Understanding the effects of eventual consistency in CrateDB and how to handle it

CrateDB has certain characteristics when describing its transactional guarantees: Atomicity and eventual consistency.

Atomicity on record-level guarantees that if a record is written to CrateDB, it either gets written as a whole or not at all. Eventual consistency refers to the effect that after ingesting records, those records are consistently available for querying only after a certain amount of time.

Although eventual consistency may sound like a limitation at first, it is part of an architecture decision that also brings advantages: Because indexing records is deferred, CrateDB can process data ingestion with minimal overhead and achieves high ingestion rates.

In this article, we will explain how eventual consistency works and outline strategies for how to handle it in client applications.

Ingestion workflow

To understand the inner workings behind eventual consistency, let’s look at the workflow that happens when new records are ingested.
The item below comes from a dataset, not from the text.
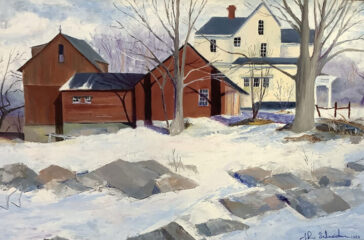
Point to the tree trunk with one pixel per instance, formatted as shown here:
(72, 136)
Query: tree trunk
(305, 80)
(177, 124)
The workflow is on a shard level. If replication is used, each shard executes the workflow.

Once a record reaches a shard for ingestion, the following steps happen:

  1. The record is written to an in-memory buffer. Records in that buffer are not indexed yet. Queries do not access the in-memory buffer and therefore its content will not be included in any result set.

    At the same time, the record is also written to the translog on disk. The translog is used in recovery scenarios and also plays a special role in primary key lookups, as discussed later.

  2. After a certain duration, all records that have accumulated in the in-memory buffer are indexed and transferred into an in-memory Lucene segment.
    A segment is a fully independent index structure and enables data to be queried. The interval in which data is transferred from the in-memory buffer to an in-memory segment is referred to as the refresh interval and defaults to one second.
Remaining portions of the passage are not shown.